I’m of the old fashioned belief that sex actually makes an emotional connection.
However, if sex has been used against you … it’s broken. No more sexual connection.
So when Lisbeth has sex, it’s perhaps trying to make some connection, but it certainly doesn’t create an emotional connection.
So don’t break sex. Or it won’t work right.
#4: There really is no privacy.
Lisbeth can hack into my bank account faster than I can punch in the PIN. She could have my work history before I can type LPN. And she could have my address before I can write my area code. Seriously. She’s that good.
It almost makes me want to change my password that was labeled “weak” by Google.
#5: Families want closure.
One of the most rewarding parts of the story was when finally, the missing girl’s family was told what happened. Finally. Closure.
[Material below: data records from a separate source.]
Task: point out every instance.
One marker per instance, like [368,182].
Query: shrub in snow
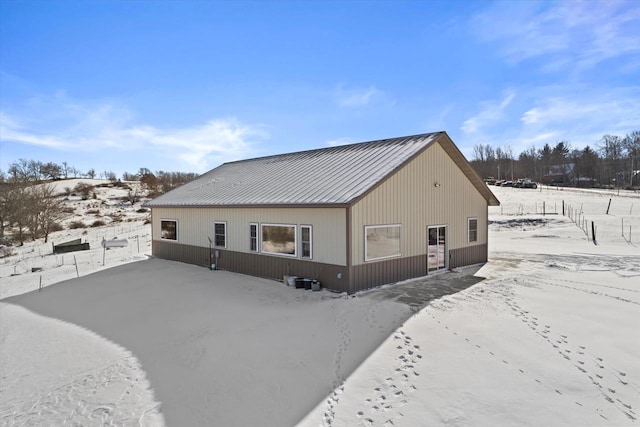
[6,251]
[77,224]
[56,226]
[84,189]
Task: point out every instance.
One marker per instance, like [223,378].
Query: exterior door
[437,252]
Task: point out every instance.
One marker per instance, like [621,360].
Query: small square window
[473,230]
[168,229]
[220,234]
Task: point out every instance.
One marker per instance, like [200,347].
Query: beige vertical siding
[196,224]
[411,198]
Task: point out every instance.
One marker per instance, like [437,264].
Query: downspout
[349,247]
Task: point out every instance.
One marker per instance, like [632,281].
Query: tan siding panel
[411,198]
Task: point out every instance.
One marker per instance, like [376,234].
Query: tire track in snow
[339,316]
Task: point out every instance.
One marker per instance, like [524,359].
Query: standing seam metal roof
[328,176]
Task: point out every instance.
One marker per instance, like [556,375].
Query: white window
[473,229]
[168,229]
[220,234]
[381,241]
[279,239]
[306,244]
[253,237]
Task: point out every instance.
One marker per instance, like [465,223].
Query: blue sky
[188,85]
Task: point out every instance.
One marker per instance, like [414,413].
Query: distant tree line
[159,182]
[614,161]
[31,208]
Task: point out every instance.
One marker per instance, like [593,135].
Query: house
[353,216]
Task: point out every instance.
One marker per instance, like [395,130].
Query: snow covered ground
[549,337]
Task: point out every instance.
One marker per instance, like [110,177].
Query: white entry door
[437,252]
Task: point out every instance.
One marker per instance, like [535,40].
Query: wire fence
[602,217]
[34,266]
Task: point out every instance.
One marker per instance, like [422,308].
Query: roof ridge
[335,147]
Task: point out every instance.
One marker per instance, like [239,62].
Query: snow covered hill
[547,335]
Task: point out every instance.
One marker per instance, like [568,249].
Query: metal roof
[328,176]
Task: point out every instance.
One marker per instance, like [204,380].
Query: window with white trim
[306,241]
[253,237]
[168,229]
[381,241]
[278,239]
[220,234]
[473,230]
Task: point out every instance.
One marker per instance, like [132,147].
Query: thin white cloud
[567,34]
[340,141]
[353,98]
[491,112]
[63,124]
[547,115]
[614,110]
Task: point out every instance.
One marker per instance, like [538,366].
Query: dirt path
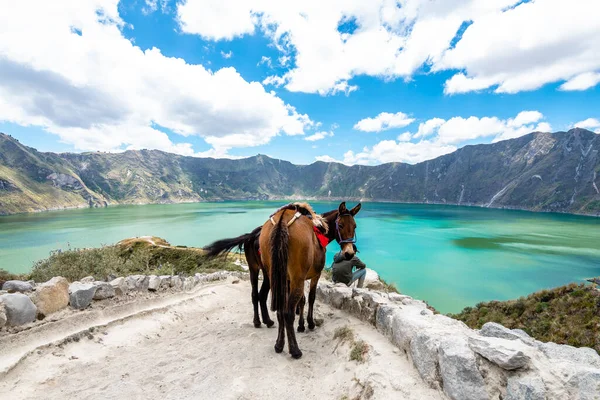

Whether it be the 5 stages of grief, opening your heart up to new loves, or seeing justice for what happened … when a horrible situation is closed so you can finally explain the problem/how it happened–it’s good.
#6: Take the side of the weak.
Jesus did. If there’s ever a tiny kick-boxing girl with spiked hair, black lipstick, covered in studs, who says that a fine, upstanding social worker raped her . . . take the side of the weaker one. Listen to the story of rape–though it will hurt to hear–and make you uncomfortable. It’s not about you.
I know some girls will lie about rape. But methinks it’s not often. It’s much more common to lie that you weren’t raped, to keep it inside. People just don’t want to hear about a fine upstanding man raping a dirty punk whore … best to take the rich man’s side … best to not listen to the pleading in her eyes or the slight tremble in her lip.
Listen to the weak, the hurt, the abused, and the raped tell their stories. Even though it’s uncomfortable.
That’s what I learned.
What did you think about The Millennium Series?